The MH-60S was based ashore during the experiment, but did fly missions from the Mounts Bay. During the test, the helicopter employed both the AN/AES-1 Airborne Laser Mine Detection System (ALMDS) and the AN/ASQ-235 Airborne Mine Neutralization System - Archerfish (AMNS-AF).

Northrop Grumman’s ALMDS uses a laser imaging system to generate imagery that highlights potential objects of interest, such as mines, both on the surface and just below the waves. The full system can then classify and geo-locate those threats for other systems can neutralize them.

The MH-60S itself can carry one such system to defeat those mines, the AMNS-AF, which Raytheon and BAE Systems have collaborated on to deliver to the U.S. Navy. The Archerfish system involves a cradle that the helicopter carries with four expendable interceptors.

After the helicopter releases an Archerfish, it remains tethered to the helicopter, providing a fiber optic data link to an operator on board. That individual then manually steers it to the target using a camera feed from the interceptor, which also contains an armor-piercing explosive charge to destroy the threat.

The video below shows a test of Archerfish launched from an unmanned undersea vehicle, which could be another combination the U.S. Navy might be interested in acquiring in the future.

The Knifefish Unmanned Undersea Vehicles (UUVs), which carry a synthetic aperture sonar, are another means of detecting mines, especially those that might be submerged at depths beyond where airborne systems such as the ALMDS can scan, or that are buried or partially buried on the seafloor.
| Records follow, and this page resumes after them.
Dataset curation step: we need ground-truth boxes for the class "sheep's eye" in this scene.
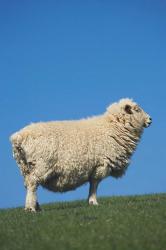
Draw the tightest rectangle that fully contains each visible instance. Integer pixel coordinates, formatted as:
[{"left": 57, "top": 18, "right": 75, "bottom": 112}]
[{"left": 135, "top": 107, "right": 141, "bottom": 113}]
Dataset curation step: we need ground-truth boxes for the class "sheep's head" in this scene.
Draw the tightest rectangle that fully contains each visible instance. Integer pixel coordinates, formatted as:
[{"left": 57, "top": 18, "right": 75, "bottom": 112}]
[{"left": 107, "top": 98, "right": 152, "bottom": 132}]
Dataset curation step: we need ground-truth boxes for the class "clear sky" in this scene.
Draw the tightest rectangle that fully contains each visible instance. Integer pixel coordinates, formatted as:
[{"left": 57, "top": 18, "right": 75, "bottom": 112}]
[{"left": 0, "top": 0, "right": 166, "bottom": 207}]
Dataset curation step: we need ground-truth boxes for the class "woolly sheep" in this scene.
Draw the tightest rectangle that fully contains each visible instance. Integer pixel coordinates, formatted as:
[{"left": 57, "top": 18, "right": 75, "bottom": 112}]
[{"left": 10, "top": 98, "right": 152, "bottom": 212}]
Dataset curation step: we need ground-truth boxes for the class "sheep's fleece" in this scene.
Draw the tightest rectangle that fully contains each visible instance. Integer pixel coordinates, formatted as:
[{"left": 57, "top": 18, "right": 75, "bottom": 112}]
[{"left": 10, "top": 98, "right": 151, "bottom": 211}]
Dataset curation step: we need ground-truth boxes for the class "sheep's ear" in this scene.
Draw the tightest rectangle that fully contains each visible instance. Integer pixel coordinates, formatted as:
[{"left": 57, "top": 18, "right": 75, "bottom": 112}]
[{"left": 124, "top": 104, "right": 132, "bottom": 115}]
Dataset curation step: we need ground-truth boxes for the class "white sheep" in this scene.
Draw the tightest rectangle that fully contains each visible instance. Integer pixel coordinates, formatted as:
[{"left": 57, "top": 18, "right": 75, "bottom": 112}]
[{"left": 10, "top": 99, "right": 152, "bottom": 211}]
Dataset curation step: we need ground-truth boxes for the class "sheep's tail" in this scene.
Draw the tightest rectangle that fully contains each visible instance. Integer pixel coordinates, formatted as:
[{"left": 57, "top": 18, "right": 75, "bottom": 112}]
[{"left": 10, "top": 132, "right": 30, "bottom": 175}]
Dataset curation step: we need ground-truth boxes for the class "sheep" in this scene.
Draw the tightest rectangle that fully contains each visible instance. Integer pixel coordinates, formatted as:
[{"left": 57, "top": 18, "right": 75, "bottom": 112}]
[{"left": 10, "top": 98, "right": 152, "bottom": 212}]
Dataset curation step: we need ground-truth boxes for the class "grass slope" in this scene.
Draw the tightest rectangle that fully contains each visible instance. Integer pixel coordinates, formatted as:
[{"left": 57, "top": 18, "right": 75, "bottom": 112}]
[{"left": 0, "top": 194, "right": 166, "bottom": 250}]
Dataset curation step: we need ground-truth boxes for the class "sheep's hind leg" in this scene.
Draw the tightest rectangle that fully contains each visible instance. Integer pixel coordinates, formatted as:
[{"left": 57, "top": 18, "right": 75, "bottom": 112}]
[
  {"left": 25, "top": 175, "right": 40, "bottom": 212},
  {"left": 88, "top": 180, "right": 99, "bottom": 205}
]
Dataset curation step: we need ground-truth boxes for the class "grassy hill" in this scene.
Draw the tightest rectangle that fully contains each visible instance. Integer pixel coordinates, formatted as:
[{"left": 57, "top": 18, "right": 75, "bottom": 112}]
[{"left": 0, "top": 194, "right": 166, "bottom": 250}]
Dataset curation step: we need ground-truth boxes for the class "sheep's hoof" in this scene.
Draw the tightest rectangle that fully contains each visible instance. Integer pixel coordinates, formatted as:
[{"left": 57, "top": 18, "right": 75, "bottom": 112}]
[
  {"left": 88, "top": 200, "right": 99, "bottom": 206},
  {"left": 24, "top": 207, "right": 37, "bottom": 213},
  {"left": 24, "top": 202, "right": 41, "bottom": 213}
]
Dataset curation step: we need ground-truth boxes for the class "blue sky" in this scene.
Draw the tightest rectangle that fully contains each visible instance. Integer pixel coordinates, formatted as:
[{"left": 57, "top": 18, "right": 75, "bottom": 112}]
[{"left": 0, "top": 0, "right": 166, "bottom": 208}]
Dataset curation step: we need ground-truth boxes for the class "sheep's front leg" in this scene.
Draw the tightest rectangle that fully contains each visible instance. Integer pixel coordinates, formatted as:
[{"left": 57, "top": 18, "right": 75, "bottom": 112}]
[
  {"left": 25, "top": 178, "right": 40, "bottom": 212},
  {"left": 88, "top": 179, "right": 99, "bottom": 205}
]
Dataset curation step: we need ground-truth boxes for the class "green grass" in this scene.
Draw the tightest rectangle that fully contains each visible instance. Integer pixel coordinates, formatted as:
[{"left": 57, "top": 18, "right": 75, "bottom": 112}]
[{"left": 0, "top": 194, "right": 166, "bottom": 250}]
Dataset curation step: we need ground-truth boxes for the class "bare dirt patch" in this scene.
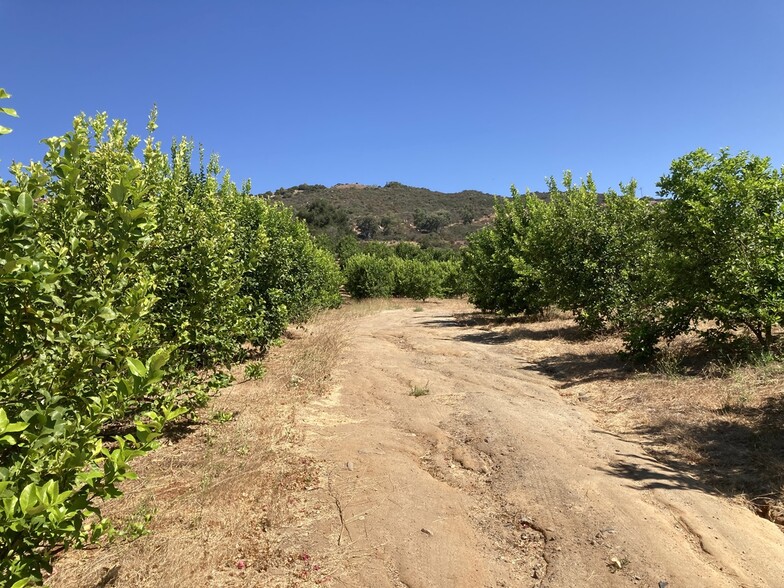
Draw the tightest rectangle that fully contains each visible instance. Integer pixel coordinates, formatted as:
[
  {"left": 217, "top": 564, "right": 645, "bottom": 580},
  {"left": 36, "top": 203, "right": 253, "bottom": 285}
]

The underwater drone also has the ability to classify and locate items of interest for further investigation or neutralization.

The last major system in this recent test, Textron's CUSV, is part of a still-under-development unmanned minesweeping system known as the Unmanned Influence Sweep System (UISS). The UISS will consist of the drone boat pulling a mine-clearing system that triggers acoustic and magnetic naval mines, or mines that use a combination of those features.

Embarked EODMU 2 personnel also had the ability to manually inspect possible mines and other hazards above and below the waves if necessarily. Mounts Bay is an ideal platform to support this mix of systems, given that the ship, which displaces around 16,000 tons, has a relatively large flight deck for helicopters, a well deck to launch larger boats, and the ability to launch smaller watercraft from bays on its sides. 

Able to carry more than 350 troops and their equipment on more traditional amphibious missions, it has ample space to house the various drone control and other necessary facilities to host the mine-clearing force. Earlier in 2019, Mounts Bay used this capacity to hosted a U.S. Coast Guard force, including a law enforcement detachment and an MH-65 helicopter from the Helicopter Interdiction Tactical Squadron, or HITRON, to conduct combined counter-drug missions in the Caribbean.

In general, the concept of using Mounts Bay as a minesweeping platform in many ways reflects what is now years of continuous Navy experience. For nearly a decade straight now, the service has been using amphibious ships, and now dedicated sea bases, as floating platforms to support countermine operations. This began with the overhaul of the USS Ponce in 2011, which you can read about in more detail here, and has since evolved into a small fleet of purpose-built Expeditionary Sea Base vessels. 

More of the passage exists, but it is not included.